Вильялпандо, сребролюбивый епископ с двенадцатью, а не одним племянником, потянулся к приношению. Дар весил немало. Не иначе как деньги, старые монеты… золотой песок!… Он резко встряхнул загадочный предмет, внутри зазвенело, и звук этот угодил прямо в сердце его нищеты, особенно тяжкой оттого, что он понимал значение звона. Священник окрестил Хуаном младенца, которого держала на руках индианка с глубокими глазницами, длинными косами и кожей цвета отрубей. Когда муж и жена вышли из крещальни в сопровождении глуповатого на вид крестного отца, испанец, не снимая епитрахили, поспешил встряхнуть тыковку. Сомнений не было. Серебро, серебряные монеты. Именно так они звенят друг о друга. Он впился ногтями в круглую, плотно пригнанную крышку и оторвал ее, чтобы на них взглянуть. Вся приветливость мгновенно ушла с его лица, сменившись горчайшим раздражением. Он спрятал то, что нашел, и отправился искать лошадь. Лошади нигде не было. Тогда он сказался больным, чтобы индейцы понесли его до первой деревни, где есть лошадь или врач. Так, на носилках из листьев, покинул испанец Касуалидон индейское селение.
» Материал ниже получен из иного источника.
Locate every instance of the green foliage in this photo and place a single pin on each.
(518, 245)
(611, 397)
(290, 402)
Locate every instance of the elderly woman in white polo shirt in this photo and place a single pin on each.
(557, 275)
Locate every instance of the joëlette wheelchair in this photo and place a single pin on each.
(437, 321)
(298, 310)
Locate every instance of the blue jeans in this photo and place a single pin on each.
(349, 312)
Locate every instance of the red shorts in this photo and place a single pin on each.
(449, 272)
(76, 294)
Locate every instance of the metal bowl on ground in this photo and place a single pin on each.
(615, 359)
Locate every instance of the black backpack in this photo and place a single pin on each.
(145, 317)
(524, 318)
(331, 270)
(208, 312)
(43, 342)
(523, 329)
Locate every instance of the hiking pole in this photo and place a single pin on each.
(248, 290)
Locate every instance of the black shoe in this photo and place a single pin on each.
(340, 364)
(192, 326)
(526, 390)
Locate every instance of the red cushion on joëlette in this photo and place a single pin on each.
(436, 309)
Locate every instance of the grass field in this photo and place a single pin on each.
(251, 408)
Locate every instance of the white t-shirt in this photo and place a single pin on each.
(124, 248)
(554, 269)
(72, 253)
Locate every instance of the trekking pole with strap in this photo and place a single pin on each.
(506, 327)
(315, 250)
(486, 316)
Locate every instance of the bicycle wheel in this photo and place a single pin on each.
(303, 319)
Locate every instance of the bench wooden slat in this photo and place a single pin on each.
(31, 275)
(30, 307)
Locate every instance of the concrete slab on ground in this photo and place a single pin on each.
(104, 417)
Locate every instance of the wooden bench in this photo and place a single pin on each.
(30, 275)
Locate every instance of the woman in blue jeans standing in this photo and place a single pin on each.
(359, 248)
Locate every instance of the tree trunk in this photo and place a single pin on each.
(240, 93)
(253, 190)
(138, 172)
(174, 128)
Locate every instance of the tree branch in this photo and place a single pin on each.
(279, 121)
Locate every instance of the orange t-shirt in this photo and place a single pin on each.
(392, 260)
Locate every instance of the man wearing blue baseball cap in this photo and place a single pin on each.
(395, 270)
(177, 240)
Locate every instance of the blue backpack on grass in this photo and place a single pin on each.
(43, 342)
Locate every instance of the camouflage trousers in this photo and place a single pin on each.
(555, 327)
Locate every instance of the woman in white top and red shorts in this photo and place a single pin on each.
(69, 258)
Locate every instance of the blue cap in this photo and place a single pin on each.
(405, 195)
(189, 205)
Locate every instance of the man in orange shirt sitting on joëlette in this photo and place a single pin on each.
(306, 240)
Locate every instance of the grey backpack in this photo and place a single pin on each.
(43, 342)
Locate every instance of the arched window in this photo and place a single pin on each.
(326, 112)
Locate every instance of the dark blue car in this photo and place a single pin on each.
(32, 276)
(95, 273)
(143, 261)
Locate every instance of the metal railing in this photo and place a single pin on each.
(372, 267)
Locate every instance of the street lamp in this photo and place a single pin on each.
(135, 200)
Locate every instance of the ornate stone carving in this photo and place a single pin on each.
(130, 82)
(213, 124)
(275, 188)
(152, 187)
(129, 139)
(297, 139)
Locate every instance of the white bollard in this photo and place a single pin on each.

Несли его четверо мальчишек, пыхтели, болтали, пыхтели и снова болтали, а за ними шествовал усатый старик, который иногда подходил к больному и проверял, не застыл ли он у них. В первой же деревне, где был врач, шествие остановилось. «Не надо мне врача, — сказал испанец индейцам, целовавшим ему на прощание руку, — разыщите мне лошадь». Ему, испанцу из испанцев, представлялось, что его принесли в паланкине, как носили в Эскуриал усопших королей. Им, индейцам, он напомнил вождей, прибывавших на плетеных носилках к Великой Пирамиде. Дон Касуалидон сошел на землю, простился с носильщиками, одолжил у кого-то лошадь и направился в свой прежний приход. Ботинки, лишившиеся подошв, мягко прошлепали по блестящим плитам его былого дома. Там жил священник, которому он коварно подсунул погрязших в долгах богомольцев в обмен на индейских богачей.
Священник радостно похлопал его по спине, заверил, что он «у себя дома», и велел служанке подать ему какао и приготовить постель. На ночь глядя он гостя не выпустит!…
Дон Касуалидон не принял ничего, кроме радости. Сперва, сказал он, ему надо поведать, зачем он явился. Глаза у него ввалились, он оброс бородой, вконец исхудал. Он долго добирался сюда, полпути — в носилках, полпути — в седле, чтобы просить великой милости. «Все, что вам угодно, — отвечал священник, в котором была индейская кровь. — Только бы это служило вящей славе божьей».
Дон Касуалидон стал вынимать из тыквы какой-то странный предмет. Чтобы вытащить его, он долго искал, за что бы его взять, а священник тем временем с любопытством глядел на него. Наконец испанец извлек, что хотел, но дело ясней не стало. То была узда. Дон Касуалидон вручил ее собрату и сказал: «Взнуздайте меня, отец! Взнуздайте!» Он наклонялся к нему, он открыл рот. «Взнуздайте меня, я строптивая лошадь! Я скотина! Я гордец!»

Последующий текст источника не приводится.